I have a sorted list that I need to sample from. I want to favor the items towards each end of the list. In other words, I want to sample from the list using a negated normal function such that the first and last entries of the list are chosen more frequently than items in the middle of the list. I tried this:
slots = np.floor(np.random.normal(scale=len(children)//2, size=max_children)) - max_children//2
return children[slots]
However, it returns numbers that are out of range. It also returns duplicate numbers. What can I do better?

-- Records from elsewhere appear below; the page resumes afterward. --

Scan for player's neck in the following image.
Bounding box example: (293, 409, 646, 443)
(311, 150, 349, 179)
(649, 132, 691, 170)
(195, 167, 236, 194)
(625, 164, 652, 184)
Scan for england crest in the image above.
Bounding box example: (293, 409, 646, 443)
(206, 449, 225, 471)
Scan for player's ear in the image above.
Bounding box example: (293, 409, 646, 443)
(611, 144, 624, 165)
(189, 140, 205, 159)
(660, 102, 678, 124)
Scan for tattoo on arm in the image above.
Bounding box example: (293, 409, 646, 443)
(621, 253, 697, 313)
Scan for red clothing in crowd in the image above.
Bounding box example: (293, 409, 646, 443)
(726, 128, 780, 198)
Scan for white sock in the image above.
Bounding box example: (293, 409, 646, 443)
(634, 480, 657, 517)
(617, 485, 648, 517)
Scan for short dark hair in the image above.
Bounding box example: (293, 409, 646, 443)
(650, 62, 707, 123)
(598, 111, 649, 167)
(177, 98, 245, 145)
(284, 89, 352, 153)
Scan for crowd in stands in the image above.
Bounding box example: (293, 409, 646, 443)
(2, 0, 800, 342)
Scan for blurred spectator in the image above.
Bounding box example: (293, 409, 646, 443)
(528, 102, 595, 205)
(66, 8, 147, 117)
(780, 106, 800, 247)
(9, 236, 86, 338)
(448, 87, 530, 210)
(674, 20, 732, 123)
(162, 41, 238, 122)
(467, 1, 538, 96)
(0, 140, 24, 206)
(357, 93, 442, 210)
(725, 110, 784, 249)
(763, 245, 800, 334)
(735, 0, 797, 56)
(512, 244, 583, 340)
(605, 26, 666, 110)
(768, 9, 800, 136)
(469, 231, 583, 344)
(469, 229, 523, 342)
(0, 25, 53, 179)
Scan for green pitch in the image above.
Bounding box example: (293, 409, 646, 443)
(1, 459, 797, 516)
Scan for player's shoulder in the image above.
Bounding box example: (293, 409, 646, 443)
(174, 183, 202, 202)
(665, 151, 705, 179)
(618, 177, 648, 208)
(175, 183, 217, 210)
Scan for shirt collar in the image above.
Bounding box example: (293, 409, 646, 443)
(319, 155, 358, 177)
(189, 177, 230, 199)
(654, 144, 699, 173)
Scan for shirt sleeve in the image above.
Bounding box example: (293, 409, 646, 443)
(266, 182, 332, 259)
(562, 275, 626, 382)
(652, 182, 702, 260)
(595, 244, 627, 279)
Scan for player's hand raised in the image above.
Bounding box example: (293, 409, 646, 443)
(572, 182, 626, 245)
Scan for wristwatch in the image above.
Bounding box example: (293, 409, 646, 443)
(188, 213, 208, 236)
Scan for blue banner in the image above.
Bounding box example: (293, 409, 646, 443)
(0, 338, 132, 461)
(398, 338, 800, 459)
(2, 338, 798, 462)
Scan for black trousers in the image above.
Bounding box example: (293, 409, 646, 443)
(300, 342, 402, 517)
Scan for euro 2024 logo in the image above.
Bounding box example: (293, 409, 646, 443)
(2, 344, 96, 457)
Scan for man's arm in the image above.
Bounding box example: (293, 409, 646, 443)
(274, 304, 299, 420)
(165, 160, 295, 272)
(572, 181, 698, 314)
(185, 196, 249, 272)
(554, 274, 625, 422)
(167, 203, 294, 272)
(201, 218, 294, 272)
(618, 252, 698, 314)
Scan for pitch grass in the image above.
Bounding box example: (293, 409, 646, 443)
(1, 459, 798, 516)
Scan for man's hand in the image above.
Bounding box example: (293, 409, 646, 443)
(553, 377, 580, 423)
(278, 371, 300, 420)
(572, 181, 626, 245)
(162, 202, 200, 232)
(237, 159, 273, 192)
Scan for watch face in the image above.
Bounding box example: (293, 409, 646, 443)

As your are working with a list of discrete values I would argue you would rather work with a multinomial distribution of the list indices. In Numpy this can be done conveniently with the np.random.choice
method, which directly takes the probabilities associated with each entry. Here is a minimal example:
import numpy as np
from scipy.stats import norm
import matplotlib.pyplot as plt
random_state = np.random.RandomState(4873)
children = np.arange(20)
p = norm.pdf(np.arange(len(children)), loc=(len(children) - 1) / 2, scale=10)
p = p.max() - p + 0.01 # to prevent samples in the middle end up with zero probability
samples = random_state.choice(children, p=p / p.sum(), size=10_000)
fig, axes = plt.subplots(1, 2, figsize=(10, 5))
axes[0].bar(children, p)
axes[0].set_title("Probability mass function")
axes[1].hist(samples, bins=np.arange(len(children) + 1) - 0.5, density=True, alpha=0.5)
axes[1].set_title("Samples")
I also think random.choice
also makes the intention of drawing sampled from the list much more clear.
However the point of possibly using a beta distribution is still valid. In this case you would still convert it to a probability mass function as shown above.
I hope this helps!